Extremism is seductive because it deals in absolutes and offers a view of a complex world as black and white. The current strife within jihadi ranks shows that even among extremists, there is convolution and infighting, and exposing this reality may contribute towards making extremism a less attractive proposition (p. 11).

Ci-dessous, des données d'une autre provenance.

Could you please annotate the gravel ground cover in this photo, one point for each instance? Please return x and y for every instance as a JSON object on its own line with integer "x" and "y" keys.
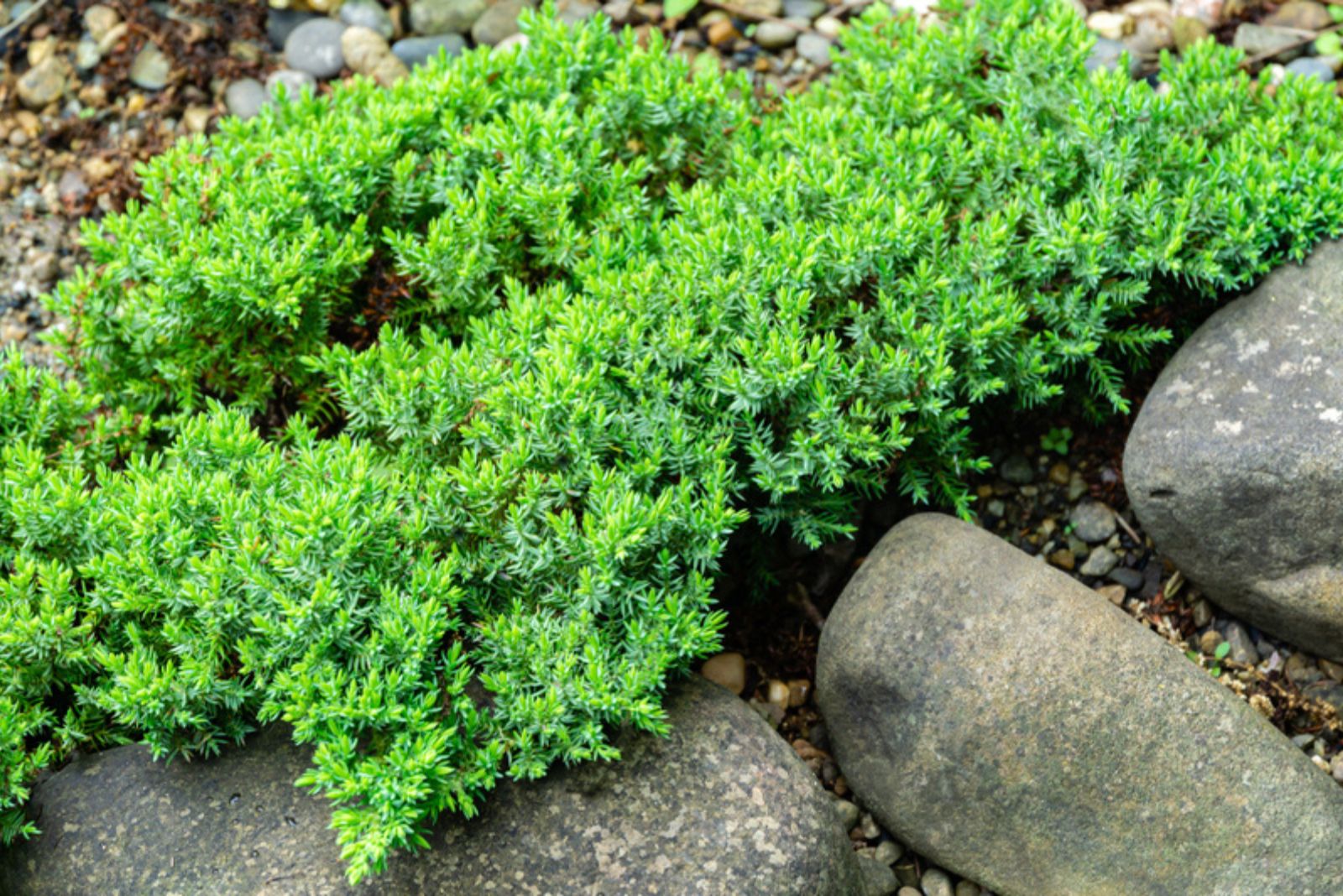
{"x": 87, "y": 90}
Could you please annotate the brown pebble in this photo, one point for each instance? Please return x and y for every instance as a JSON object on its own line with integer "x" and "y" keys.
{"x": 1063, "y": 558}
{"x": 722, "y": 33}
{"x": 1114, "y": 593}
{"x": 799, "y": 691}
{"x": 729, "y": 669}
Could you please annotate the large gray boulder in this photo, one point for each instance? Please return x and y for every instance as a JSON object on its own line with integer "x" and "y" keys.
{"x": 720, "y": 806}
{"x": 1235, "y": 464}
{"x": 1020, "y": 730}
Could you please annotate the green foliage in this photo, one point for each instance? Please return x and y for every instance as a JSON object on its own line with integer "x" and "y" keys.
{"x": 1056, "y": 440}
{"x": 577, "y": 314}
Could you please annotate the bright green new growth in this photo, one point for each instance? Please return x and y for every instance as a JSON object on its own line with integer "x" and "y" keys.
{"x": 624, "y": 307}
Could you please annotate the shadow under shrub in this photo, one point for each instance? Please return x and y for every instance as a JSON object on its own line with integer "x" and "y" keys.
{"x": 621, "y": 310}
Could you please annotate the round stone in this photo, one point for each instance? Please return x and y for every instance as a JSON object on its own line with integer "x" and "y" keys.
{"x": 776, "y": 35}
{"x": 499, "y": 22}
{"x": 1092, "y": 522}
{"x": 295, "y": 83}
{"x": 245, "y": 98}
{"x": 315, "y": 47}
{"x": 940, "y": 691}
{"x": 151, "y": 69}
{"x": 1313, "y": 67}
{"x": 720, "y": 805}
{"x": 814, "y": 49}
{"x": 443, "y": 16}
{"x": 727, "y": 669}
{"x": 415, "y": 51}
{"x": 42, "y": 85}
{"x": 368, "y": 13}
{"x": 1235, "y": 464}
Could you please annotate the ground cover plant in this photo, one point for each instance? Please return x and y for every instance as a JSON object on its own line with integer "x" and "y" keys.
{"x": 420, "y": 419}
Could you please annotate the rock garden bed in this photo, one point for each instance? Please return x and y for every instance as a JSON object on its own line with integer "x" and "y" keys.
{"x": 986, "y": 710}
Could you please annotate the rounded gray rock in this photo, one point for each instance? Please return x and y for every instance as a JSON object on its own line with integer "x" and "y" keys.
{"x": 499, "y": 22}
{"x": 315, "y": 47}
{"x": 415, "y": 51}
{"x": 295, "y": 83}
{"x": 368, "y": 13}
{"x": 151, "y": 69}
{"x": 969, "y": 710}
{"x": 1092, "y": 522}
{"x": 1235, "y": 464}
{"x": 1311, "y": 67}
{"x": 723, "y": 805}
{"x": 281, "y": 23}
{"x": 443, "y": 16}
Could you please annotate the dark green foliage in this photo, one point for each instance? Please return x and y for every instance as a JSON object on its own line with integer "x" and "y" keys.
{"x": 579, "y": 314}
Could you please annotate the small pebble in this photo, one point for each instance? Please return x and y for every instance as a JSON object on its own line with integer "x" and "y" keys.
{"x": 771, "y": 712}
{"x": 776, "y": 35}
{"x": 1311, "y": 67}
{"x": 196, "y": 118}
{"x": 499, "y": 22}
{"x": 1202, "y": 612}
{"x": 415, "y": 51}
{"x": 293, "y": 81}
{"x": 281, "y": 23}
{"x": 849, "y": 815}
{"x": 1283, "y": 43}
{"x": 888, "y": 852}
{"x": 1114, "y": 593}
{"x": 1099, "y": 562}
{"x": 868, "y": 826}
{"x": 1306, "y": 15}
{"x": 245, "y": 96}
{"x": 877, "y": 879}
{"x": 42, "y": 85}
{"x": 151, "y": 69}
{"x": 315, "y": 47}
{"x": 1063, "y": 558}
{"x": 799, "y": 691}
{"x": 443, "y": 16}
{"x": 1242, "y": 647}
{"x": 87, "y": 55}
{"x": 1017, "y": 468}
{"x": 100, "y": 19}
{"x": 368, "y": 13}
{"x": 935, "y": 883}
{"x": 1092, "y": 522}
{"x": 814, "y": 49}
{"x": 727, "y": 669}
{"x": 828, "y": 27}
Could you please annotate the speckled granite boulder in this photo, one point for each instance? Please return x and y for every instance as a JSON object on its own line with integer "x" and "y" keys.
{"x": 1235, "y": 464}
{"x": 722, "y": 806}
{"x": 1017, "y": 728}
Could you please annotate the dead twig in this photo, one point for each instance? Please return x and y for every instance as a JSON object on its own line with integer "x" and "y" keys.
{"x": 1309, "y": 38}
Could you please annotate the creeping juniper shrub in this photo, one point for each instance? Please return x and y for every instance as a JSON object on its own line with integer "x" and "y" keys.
{"x": 579, "y": 314}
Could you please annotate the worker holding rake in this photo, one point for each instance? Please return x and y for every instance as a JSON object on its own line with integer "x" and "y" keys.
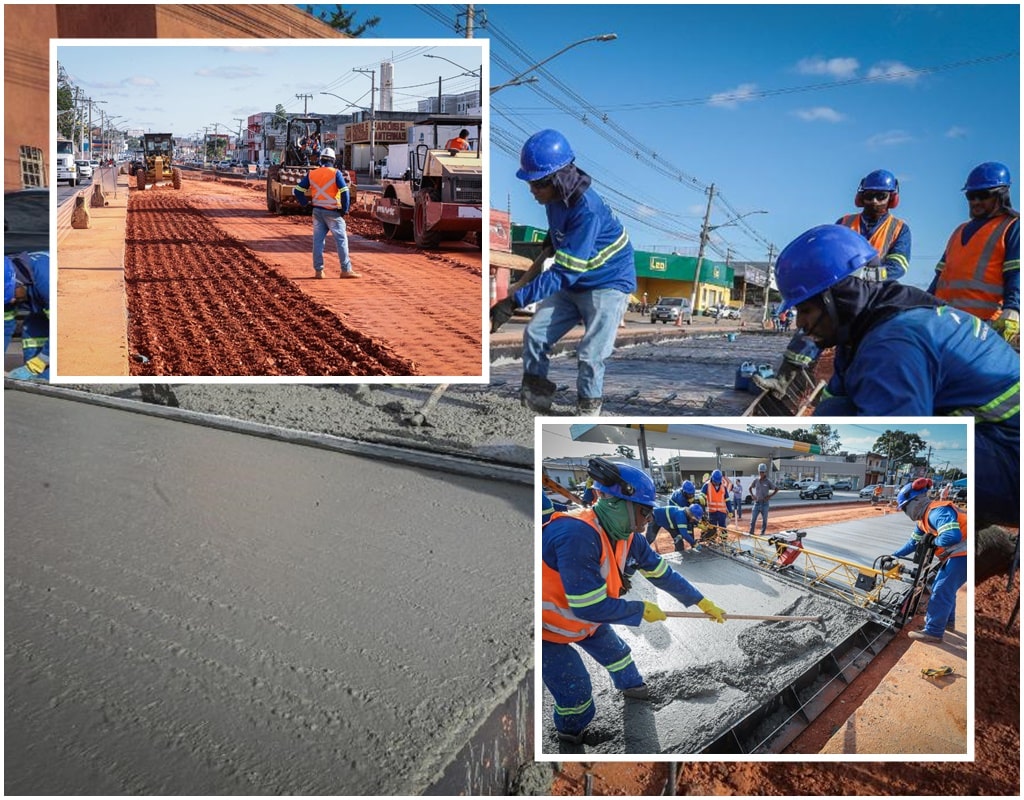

Dans un autre ordre d’idée, pour Forest (2012), « combating a terrorist group should include

an attempt to see the world through the eyes of the organization’s leaders and see what they fear most, particularly in terms of their ideological vulnerabilities » (pp. 9-10). Ainsi, la

perspective phénoménologique que nous adoptons dans la présente étude propose une réflexion compréhensive adaptée à la réalité vécue par les propagandistes et s’inscrit en rupture paradigmatique avec la représentation de la construction du jihad actuellement présentée dans l’espace public, entre autres par les médias. La méthodologie d’analyse du discours que nous adopterons permettra de mettre en relation les résultats issus de nos trois objectifs, de manière à surpasser la simple description du phénomène et comprendre la mobilisation des cadrages de l’action collective dans la construction des différents discours de ce type particulier de propagande. L’ajout d’une dimension d’analyse transversale reliant nos deux premiers objectifs spécifiques permettra ensuite la mise en relation des différents éléments du modèle et la mise en lumière d’un regard inédit sur ce type de matériel.